White, A. C.; Krout, I. N.; Mouhi, S.; Chang, J.; Kelly, S. D.; Caudle, W. M.; Sampson, T.

Enteroendocrine cells (EECs) are a rare cell type of the intestinal epithelium. Various subtypes of EECs produce distinct repertoires of monoamines and neuropeptides which modulate intestinal motility and other physiologies. EECs also possess neuron-like properties, suggesting a potential vulnerability to ingested environmental neurotoxicants. One such group of toxicants are pyrethroids, a class of prevalent insecticides used residentially and agriculturally. Pyrethroids agonize voltage-gated sodium channels (VGSCs), inducing neuronal excitotoxicity, and affect the function of monoamine-producing neurons. Given their anatomical location at the interface with the environment and their expression of VGSCs, EECs likely represent a vulnerable cell-type to oral pyrethroid exposure. In this study, we used the EEC cell line, STC-1 cells, to evaluate the effects of the common pyrethroid deltamethrin on the functional status of EECs. We find that deltamethrin impacts both expression of serotonergic pathways and inhibits the adrenergic-evoked release of an EEC hormone, GLP-1, in vitro. In a mouse model of oral exposure, we found that deltamethrin induced an acute, yet transient, loss of intestinal motility, in both fed and fasted conditions. This constipation phenotype was accompanied by a significant decrease in peripheral serotonin production and an inhibition of nutrient-evoked intestinal hormone release.

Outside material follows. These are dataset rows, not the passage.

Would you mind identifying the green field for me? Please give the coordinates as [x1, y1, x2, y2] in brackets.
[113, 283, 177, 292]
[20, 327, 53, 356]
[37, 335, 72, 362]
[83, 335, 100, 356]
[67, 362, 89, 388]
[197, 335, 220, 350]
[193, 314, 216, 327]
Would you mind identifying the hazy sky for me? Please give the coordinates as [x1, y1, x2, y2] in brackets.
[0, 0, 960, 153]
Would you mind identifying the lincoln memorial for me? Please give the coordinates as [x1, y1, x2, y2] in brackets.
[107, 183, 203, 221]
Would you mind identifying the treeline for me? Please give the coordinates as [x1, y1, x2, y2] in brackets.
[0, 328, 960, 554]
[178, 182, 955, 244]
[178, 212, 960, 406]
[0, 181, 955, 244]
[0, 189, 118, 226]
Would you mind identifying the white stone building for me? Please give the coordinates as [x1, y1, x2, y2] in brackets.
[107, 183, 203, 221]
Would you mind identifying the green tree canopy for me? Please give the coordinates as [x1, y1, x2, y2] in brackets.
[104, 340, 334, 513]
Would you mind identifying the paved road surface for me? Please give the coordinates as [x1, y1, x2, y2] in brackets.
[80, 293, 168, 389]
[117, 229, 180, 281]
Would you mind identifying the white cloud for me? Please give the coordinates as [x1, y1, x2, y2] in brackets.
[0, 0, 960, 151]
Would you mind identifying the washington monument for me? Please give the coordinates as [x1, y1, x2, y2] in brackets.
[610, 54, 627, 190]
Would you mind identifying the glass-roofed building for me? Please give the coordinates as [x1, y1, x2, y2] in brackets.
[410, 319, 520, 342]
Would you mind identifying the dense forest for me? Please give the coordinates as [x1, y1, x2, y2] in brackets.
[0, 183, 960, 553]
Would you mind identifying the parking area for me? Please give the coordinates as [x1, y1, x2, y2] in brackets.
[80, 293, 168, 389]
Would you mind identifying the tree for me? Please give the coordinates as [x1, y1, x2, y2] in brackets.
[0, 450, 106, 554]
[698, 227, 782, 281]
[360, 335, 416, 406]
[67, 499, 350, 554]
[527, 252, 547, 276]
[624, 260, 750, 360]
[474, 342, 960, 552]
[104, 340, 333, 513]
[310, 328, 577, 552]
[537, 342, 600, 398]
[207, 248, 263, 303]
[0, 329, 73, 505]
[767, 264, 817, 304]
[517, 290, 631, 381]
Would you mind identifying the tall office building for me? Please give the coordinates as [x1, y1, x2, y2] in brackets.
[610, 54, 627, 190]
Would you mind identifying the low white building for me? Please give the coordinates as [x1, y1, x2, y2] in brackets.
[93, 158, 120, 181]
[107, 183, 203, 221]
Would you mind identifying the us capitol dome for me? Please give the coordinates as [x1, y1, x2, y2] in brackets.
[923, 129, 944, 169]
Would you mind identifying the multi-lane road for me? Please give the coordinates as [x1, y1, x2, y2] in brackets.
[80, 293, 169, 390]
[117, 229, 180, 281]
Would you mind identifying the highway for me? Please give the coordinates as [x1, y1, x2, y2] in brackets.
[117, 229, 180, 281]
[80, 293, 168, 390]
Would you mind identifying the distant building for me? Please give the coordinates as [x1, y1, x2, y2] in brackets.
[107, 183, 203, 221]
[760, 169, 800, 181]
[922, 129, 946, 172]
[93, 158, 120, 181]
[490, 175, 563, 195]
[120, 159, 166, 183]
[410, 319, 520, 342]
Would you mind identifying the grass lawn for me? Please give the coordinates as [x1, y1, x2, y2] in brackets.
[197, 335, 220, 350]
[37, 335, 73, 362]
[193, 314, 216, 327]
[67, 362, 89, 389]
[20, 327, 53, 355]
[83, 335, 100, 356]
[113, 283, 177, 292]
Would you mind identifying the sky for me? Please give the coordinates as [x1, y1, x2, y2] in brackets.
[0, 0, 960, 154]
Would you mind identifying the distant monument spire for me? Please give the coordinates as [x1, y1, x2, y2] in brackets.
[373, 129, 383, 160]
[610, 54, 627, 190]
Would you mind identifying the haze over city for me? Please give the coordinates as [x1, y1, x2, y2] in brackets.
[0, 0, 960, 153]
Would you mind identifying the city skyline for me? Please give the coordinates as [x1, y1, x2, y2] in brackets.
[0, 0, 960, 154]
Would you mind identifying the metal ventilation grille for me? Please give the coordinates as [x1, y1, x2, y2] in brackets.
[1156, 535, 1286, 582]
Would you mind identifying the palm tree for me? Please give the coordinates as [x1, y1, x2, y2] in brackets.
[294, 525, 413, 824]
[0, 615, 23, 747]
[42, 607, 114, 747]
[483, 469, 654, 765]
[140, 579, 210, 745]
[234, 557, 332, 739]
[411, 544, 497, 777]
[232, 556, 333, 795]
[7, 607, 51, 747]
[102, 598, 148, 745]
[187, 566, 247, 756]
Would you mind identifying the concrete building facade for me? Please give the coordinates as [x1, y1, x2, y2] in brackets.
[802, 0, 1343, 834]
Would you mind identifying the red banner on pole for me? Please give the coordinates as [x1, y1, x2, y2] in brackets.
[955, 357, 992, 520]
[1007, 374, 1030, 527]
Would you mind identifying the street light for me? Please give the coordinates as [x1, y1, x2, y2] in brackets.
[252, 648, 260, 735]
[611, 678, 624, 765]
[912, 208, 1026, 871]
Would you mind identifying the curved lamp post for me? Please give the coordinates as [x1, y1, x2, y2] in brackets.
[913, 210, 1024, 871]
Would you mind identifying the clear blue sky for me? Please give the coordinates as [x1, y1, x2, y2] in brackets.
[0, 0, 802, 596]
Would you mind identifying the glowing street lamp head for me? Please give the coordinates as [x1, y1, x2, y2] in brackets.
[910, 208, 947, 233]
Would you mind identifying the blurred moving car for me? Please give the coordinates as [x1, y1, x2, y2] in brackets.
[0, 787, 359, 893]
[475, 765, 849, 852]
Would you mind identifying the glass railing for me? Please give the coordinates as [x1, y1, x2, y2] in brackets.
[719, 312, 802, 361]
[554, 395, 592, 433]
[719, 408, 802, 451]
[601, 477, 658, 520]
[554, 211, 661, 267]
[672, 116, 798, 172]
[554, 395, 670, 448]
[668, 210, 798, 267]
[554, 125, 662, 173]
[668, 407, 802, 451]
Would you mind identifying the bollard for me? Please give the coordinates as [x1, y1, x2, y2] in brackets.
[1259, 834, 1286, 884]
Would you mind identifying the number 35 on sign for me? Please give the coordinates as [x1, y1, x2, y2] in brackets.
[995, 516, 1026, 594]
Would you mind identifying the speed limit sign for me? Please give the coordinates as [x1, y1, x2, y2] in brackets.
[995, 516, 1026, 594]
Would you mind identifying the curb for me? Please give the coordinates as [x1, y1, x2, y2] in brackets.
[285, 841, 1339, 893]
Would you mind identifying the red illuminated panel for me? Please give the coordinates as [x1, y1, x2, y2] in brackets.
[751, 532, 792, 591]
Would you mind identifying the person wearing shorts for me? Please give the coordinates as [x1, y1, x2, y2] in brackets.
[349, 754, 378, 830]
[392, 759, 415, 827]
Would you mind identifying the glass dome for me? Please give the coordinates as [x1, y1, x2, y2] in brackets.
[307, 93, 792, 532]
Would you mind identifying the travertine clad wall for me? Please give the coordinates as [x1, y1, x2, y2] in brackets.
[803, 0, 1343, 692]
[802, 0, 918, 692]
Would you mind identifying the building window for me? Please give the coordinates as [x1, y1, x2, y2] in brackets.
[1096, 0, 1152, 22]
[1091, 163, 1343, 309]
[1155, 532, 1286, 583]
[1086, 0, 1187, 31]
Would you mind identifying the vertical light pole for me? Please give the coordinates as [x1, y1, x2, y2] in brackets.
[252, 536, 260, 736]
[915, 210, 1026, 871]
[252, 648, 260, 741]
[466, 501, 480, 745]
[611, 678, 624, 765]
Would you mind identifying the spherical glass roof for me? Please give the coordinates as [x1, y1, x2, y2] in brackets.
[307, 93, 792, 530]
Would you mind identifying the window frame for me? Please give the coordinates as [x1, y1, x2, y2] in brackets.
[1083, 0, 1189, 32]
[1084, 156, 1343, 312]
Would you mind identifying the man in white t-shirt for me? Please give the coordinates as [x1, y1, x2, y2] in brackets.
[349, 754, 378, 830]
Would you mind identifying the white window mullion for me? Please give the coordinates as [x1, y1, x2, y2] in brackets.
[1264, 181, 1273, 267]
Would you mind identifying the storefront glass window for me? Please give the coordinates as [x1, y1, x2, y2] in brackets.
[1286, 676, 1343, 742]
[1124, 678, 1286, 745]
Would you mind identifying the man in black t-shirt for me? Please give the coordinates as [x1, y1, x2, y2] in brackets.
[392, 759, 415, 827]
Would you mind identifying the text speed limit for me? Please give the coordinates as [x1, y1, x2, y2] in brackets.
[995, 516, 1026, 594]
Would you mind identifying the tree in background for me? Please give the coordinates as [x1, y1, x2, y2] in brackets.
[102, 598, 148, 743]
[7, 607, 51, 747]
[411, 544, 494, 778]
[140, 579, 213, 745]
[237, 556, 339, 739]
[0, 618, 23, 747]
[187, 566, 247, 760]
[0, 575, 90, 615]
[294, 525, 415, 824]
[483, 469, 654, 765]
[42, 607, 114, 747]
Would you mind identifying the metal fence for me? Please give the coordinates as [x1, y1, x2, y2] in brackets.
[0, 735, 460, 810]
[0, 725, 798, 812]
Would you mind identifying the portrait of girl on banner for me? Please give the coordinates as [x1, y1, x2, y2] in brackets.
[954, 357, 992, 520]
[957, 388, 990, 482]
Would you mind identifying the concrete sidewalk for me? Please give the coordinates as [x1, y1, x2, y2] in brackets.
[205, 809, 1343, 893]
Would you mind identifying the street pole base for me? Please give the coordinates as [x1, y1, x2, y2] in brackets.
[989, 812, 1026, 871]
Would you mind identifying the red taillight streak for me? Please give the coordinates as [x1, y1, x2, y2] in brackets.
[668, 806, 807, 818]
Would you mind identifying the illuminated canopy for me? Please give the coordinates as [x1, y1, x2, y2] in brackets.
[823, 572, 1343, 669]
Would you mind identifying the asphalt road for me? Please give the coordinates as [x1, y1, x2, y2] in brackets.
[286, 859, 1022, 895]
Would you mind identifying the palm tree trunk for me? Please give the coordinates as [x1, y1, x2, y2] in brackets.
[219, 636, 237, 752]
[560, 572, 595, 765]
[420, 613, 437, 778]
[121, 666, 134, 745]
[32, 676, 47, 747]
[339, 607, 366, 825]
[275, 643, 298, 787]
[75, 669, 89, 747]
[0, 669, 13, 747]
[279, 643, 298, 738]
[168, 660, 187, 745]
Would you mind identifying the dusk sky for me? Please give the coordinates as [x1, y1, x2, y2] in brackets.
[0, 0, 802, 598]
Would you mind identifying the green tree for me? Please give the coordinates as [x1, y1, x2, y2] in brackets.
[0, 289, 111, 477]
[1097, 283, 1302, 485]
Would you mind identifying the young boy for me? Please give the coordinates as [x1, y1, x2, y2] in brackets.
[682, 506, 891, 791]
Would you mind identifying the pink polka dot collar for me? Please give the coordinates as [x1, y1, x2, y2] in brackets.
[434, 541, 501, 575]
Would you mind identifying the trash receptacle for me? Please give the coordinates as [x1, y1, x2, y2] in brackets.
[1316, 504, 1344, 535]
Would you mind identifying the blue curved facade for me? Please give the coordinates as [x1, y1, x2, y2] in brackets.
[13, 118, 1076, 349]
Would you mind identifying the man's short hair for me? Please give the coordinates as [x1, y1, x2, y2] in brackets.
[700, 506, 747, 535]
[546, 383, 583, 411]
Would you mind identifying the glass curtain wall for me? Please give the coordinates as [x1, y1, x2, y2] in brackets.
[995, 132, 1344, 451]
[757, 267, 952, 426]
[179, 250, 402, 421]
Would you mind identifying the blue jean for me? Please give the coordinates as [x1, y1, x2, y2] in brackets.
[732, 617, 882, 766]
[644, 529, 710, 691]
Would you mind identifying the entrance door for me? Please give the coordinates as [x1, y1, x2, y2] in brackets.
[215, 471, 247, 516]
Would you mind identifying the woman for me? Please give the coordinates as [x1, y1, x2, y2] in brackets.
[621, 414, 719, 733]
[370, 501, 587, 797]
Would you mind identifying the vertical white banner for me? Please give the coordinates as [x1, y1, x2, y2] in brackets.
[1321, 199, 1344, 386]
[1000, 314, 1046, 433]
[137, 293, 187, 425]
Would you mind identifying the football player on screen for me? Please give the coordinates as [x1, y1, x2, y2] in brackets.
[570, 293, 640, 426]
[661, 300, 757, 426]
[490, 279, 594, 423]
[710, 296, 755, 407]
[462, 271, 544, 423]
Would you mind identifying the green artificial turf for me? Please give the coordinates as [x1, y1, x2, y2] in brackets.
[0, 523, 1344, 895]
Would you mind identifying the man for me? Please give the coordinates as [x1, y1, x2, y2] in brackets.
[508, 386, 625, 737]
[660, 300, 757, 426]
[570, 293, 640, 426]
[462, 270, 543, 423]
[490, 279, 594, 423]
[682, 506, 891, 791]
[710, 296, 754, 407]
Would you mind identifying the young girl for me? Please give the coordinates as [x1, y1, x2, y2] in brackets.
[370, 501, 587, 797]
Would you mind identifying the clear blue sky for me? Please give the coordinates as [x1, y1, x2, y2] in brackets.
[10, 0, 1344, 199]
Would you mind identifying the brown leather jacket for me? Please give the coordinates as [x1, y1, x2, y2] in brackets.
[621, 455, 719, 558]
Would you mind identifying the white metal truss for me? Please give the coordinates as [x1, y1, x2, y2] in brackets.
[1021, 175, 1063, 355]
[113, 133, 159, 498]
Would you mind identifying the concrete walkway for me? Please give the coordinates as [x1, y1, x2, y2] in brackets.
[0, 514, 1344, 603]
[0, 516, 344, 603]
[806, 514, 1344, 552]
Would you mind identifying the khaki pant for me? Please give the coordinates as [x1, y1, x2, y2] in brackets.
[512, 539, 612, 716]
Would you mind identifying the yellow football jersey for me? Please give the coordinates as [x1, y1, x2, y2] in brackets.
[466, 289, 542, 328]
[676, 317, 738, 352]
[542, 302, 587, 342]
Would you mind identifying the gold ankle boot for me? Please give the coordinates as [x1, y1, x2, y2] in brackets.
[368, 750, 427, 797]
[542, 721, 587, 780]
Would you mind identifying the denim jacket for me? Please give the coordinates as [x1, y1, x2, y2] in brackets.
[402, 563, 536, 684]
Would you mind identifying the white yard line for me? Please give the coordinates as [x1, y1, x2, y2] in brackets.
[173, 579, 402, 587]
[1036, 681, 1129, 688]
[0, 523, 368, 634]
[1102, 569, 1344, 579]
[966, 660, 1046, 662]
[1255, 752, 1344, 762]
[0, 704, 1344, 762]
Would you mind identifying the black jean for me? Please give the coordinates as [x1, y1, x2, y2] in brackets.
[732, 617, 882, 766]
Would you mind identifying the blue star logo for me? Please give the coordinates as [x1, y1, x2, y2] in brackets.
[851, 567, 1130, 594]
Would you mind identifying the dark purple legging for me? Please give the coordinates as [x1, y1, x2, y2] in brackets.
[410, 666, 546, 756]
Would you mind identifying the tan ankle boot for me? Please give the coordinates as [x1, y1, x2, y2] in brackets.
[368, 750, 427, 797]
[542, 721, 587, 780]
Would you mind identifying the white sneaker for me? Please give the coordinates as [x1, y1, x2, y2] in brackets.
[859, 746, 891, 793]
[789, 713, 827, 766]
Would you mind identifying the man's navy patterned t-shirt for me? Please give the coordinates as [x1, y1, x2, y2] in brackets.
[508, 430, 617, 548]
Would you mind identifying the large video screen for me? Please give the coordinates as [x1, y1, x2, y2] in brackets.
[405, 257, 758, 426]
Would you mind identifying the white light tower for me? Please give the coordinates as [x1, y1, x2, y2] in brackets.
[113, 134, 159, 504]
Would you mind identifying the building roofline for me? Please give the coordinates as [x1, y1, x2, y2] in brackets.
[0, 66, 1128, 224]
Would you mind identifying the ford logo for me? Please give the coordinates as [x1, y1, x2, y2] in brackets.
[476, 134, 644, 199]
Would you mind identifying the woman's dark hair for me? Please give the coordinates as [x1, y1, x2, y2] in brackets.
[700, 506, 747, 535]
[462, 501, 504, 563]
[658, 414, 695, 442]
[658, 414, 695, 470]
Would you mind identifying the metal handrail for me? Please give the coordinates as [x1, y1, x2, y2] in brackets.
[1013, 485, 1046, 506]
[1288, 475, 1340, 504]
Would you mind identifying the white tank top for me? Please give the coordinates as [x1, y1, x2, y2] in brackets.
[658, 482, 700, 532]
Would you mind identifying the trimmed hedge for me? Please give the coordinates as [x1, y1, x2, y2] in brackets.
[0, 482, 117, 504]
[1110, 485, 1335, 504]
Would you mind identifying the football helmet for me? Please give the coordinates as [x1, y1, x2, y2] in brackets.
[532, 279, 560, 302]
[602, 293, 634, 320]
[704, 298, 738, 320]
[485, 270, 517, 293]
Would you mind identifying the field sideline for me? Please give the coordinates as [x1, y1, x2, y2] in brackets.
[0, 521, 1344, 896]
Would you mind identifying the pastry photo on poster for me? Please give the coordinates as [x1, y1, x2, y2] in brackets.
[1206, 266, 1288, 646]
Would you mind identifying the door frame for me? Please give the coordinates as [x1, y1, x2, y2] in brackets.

Together, these data demonstrate that deltamethrin alters monoaminergic signaling pathways in EECs and regulates intestinal motility. This work demonstrates a mechanistic link between pyrethroid exposure and intestinal impacts relevant to pyrethroid-associated diseases, including inflammatory bowel disease, neurodegenerative disease, and metabolic disorders.